Given a sequence a consisting of n integers. The player can make several steps. In a single step he can choose an element of the sequence (let's denote it a_k) and delete it, at that all elements equal to a_k + 1 and a_k - 1 also must be deleted from the sequence. That step brings a_k points to the player.

Alex is a perfectionist, so he decided to get as many points as possible. Help him.

Input

The first line contains integer n (1 ≤ n ≤ 10⁵) that shows how many numbers are in Alex's sequence.

The second line contains n integers a₁, a₂, ..., a_n (1 ≤ a_i ≤ 10⁵).

Output

Print a single integer — the maximum number of points that Alex can earn.

Examples

Input

2
1 2

Output

2

Input

3
1 2 3

Output

4

Input

9
1 2 1 3 2 2 2 2 3

Output

10

Note

Consider the third test example. At first step we need to choose any element equal to 2. After that step our sequence looks like this [2, 2, 2, 2]. Then we do 4 steps, on each step we choose any element equals to 2. In total we earn 10 points.

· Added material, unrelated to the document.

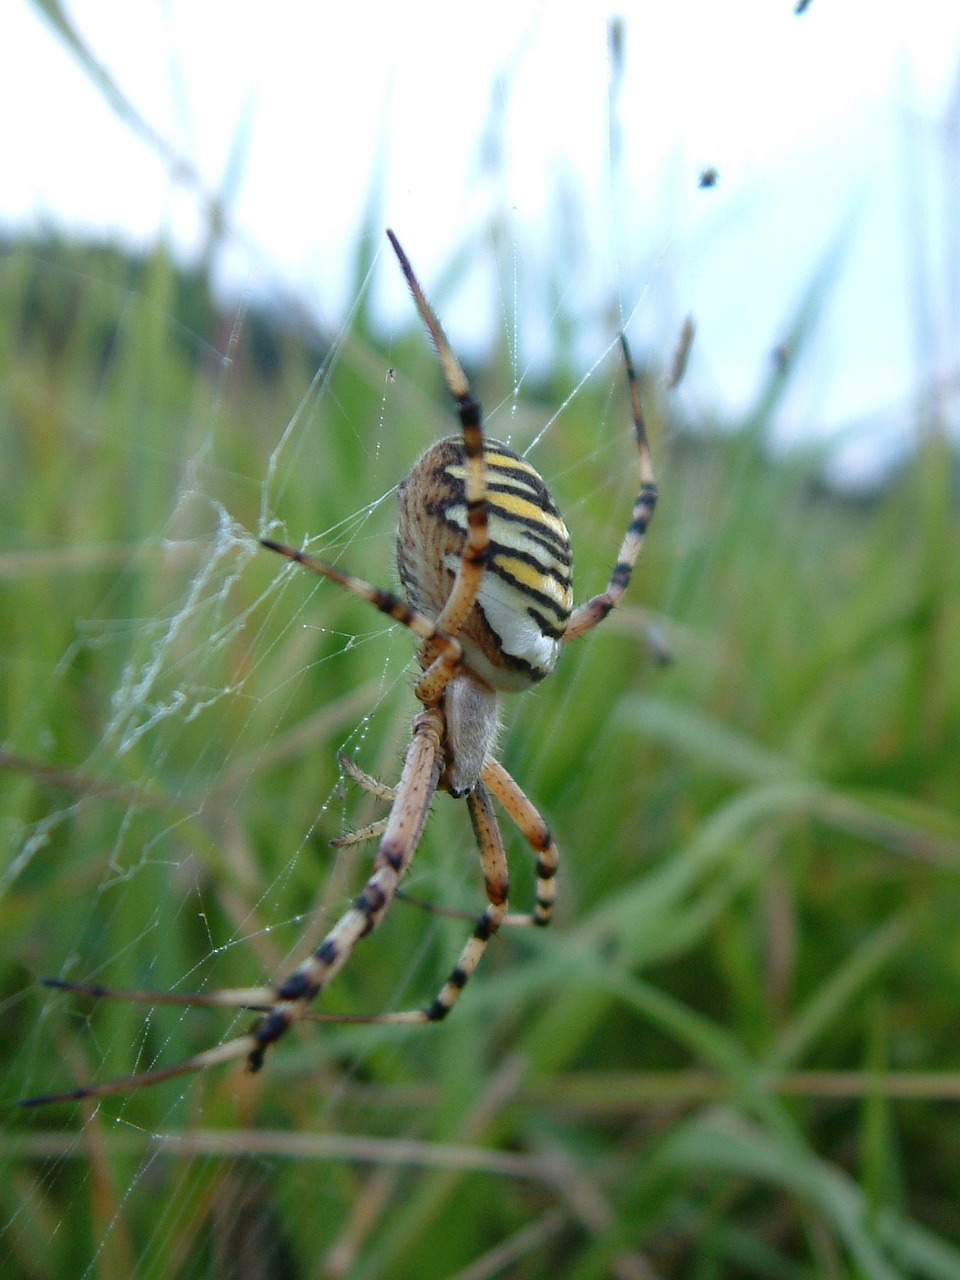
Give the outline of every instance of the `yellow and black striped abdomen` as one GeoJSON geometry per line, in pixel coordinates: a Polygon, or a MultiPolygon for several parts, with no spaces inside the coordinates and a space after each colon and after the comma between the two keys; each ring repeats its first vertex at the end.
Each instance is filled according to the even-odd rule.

题意：选择一个数ak删除,并且删除ak+1和ak-1，同时得到ak分，求最大可以获得的分

#include<bits/stdc++.h>
using namespace std;
typedef long long ll;
const int maxn=1e5+10;
ll a[maxn],b[maxn];
ll dp[maxn];
int main()
{
    ll n,m=0;
    scanf("%lld",&n);
    memset(dp,0,sizeof(dp));
    memset(b,0,sizeof(b));
    for(int i=1;i<=n;i++)
    {
        scanf("%lld",&a[i]);
        if(m<a[i])
          m=a[i];
        b[a[i]]++;
    }
    dp[0]=0;
    dp[1]=b[1];
    for(int i=2;i<=m;i++)
    {
        dp[i]=max(dp[i-1],dp[i-2]+b[i]*i);
    }
     cout<<dp[m]<<endl;
     return 0; 
} 
//dp[i]=max(dp[i-2]+n[i]*i，dp[i-1])
//dp[i]表示的是前i个的最大值，对于第i个有取和不取的情况，
//对于可以取到i的情况，删掉的一定是i-1这个点，
//剩下的就是前i-2的情况了，由于dp[i-2]包括了取i-2的情况，于是就不用再重复考虑i-2也要加一遍的情况了，然
//后再考虑不取i的情况，就不用考虑i了，于是就是dp[i-1]了